Mind the COP26 finance day gap

Why turning climate change promises into practical policies will be challenging

FINANCE DAY at COP is always the point when the rhetoric of the leaders’ speeches hits the ground with a thump.


During two days of high-level sessions, a succession of presidents and prime ministers were keen to explain to us how they “got it”. They too had grandchildren, they too felt the intrinsic beauty and value of nature. They were up to the challenge – defusing the ticking climate bomb as our prime minster put it, trying to channel an improbable inner James Bond.

Only one of the leaders’ opening speeches actually tackled the key issue: Money. Barbadian prime minister, Mia Mottley, with enough energy to power a small island state all on her own, demanded to know how the global north could think nothing of engaging in $9 trillion (£6.64tr) of quantitative easing in the last 18 months as a response to the pandemic, but had failed to achieve just 1.1 per cent of that sum – the $100 billion (£73.73bn) promised to developing nations to combat climate change.
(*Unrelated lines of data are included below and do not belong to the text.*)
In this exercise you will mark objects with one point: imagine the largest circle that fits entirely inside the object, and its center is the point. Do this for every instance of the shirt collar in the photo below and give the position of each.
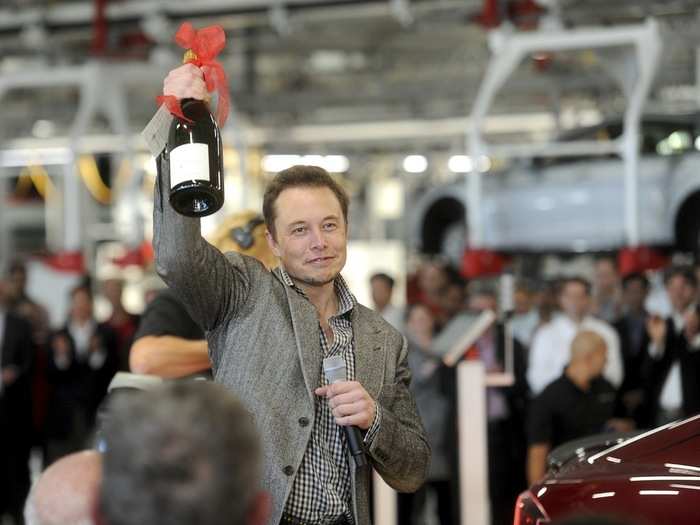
(346, 300)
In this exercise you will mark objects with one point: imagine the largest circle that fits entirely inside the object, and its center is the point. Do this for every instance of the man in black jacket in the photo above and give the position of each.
(83, 359)
(634, 345)
(674, 388)
(15, 409)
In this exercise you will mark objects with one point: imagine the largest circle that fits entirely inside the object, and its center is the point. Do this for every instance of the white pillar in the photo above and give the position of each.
(385, 508)
(473, 449)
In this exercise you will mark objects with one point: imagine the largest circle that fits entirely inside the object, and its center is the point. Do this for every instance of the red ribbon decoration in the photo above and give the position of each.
(206, 43)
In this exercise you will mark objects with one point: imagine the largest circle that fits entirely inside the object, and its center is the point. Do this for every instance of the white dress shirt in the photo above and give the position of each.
(551, 350)
(671, 398)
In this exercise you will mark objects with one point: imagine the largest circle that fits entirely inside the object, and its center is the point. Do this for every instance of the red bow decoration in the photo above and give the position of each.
(206, 43)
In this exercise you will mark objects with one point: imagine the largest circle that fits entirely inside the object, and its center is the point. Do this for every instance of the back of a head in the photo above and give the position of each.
(244, 232)
(177, 455)
(585, 342)
(67, 492)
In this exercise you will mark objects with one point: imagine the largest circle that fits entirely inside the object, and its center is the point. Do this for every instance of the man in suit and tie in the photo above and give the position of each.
(15, 409)
(268, 333)
(673, 387)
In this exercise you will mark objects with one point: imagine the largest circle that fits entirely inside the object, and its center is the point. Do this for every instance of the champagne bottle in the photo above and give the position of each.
(195, 154)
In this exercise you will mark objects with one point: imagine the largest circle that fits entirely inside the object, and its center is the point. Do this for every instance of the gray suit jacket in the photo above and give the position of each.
(264, 345)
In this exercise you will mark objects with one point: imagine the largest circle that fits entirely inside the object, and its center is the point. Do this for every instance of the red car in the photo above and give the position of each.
(649, 479)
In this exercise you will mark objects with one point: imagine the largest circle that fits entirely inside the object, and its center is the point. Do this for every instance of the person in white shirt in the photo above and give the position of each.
(549, 353)
(382, 286)
(674, 389)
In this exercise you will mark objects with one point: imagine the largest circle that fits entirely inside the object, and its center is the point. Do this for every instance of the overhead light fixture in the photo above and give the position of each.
(10, 158)
(415, 164)
(43, 129)
(484, 164)
(460, 164)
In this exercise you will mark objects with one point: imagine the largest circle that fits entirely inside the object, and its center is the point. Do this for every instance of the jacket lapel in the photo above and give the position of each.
(304, 316)
(370, 350)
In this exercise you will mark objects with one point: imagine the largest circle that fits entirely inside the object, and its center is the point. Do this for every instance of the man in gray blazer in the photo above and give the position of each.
(268, 333)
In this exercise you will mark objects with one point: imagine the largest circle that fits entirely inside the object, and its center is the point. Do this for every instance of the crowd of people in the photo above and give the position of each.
(588, 358)
(263, 322)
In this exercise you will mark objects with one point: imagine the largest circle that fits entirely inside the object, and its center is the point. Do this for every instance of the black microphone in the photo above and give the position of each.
(334, 370)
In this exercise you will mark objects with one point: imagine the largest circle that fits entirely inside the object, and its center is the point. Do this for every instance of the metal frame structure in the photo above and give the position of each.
(633, 71)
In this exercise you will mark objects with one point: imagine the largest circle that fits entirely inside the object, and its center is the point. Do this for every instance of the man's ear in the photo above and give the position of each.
(272, 243)
(260, 509)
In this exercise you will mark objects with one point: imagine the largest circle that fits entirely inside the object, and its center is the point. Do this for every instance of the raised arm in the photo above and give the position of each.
(201, 276)
(169, 356)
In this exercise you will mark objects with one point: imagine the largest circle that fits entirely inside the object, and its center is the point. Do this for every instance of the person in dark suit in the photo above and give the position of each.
(15, 409)
(83, 360)
(674, 389)
(634, 345)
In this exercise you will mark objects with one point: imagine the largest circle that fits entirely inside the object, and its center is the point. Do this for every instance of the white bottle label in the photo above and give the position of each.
(189, 162)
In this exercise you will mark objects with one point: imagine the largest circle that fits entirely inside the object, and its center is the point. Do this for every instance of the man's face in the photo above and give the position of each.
(680, 293)
(634, 295)
(480, 302)
(574, 300)
(310, 234)
(522, 301)
(81, 306)
(381, 292)
(598, 360)
(432, 279)
(420, 321)
(606, 275)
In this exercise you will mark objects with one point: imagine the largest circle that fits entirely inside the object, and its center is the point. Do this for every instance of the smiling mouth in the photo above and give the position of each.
(318, 260)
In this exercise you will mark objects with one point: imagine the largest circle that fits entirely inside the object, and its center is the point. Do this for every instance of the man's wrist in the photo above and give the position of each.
(374, 427)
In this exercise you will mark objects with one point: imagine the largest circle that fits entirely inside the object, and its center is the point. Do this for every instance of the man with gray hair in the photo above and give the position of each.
(181, 454)
(67, 493)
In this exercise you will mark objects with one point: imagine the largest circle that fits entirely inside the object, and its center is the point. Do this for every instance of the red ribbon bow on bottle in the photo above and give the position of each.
(206, 44)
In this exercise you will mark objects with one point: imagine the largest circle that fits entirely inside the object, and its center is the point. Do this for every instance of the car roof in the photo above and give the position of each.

So would Finance Day match up to the challenge? It began promisingly enough with UN climate envoy Mark Carney on Radio 4 explaining how they had reached an agreement for financial institutions to “rewire the global financial system for net zero”.

In practice, the UK chancellor, Rishi Sunak, told COP26 that $130tr (£85.86tr) of assets would be realigned to the 1.5°C Paris target. That is the equivalent of 40 per cent of global assets. As Carney said, “We have all the money required for the transition. Our job is to find the plumbing to make it work.”

LEAD Comment Barry Gardiner byline pic Barry Gardiner, Labour MP for Brent North.

Now, the key thing with plumbing is to identify the leaks and unfortunately, the presenter on Radio 4 was quick to do precisely that, asking Carney whether these financial institutions could no longer finance a coal mine. The splashing could be heard all down the Clyde as Carney hastily rowed back. “Well, it would depend on the circumstances” was his less than reassuring response.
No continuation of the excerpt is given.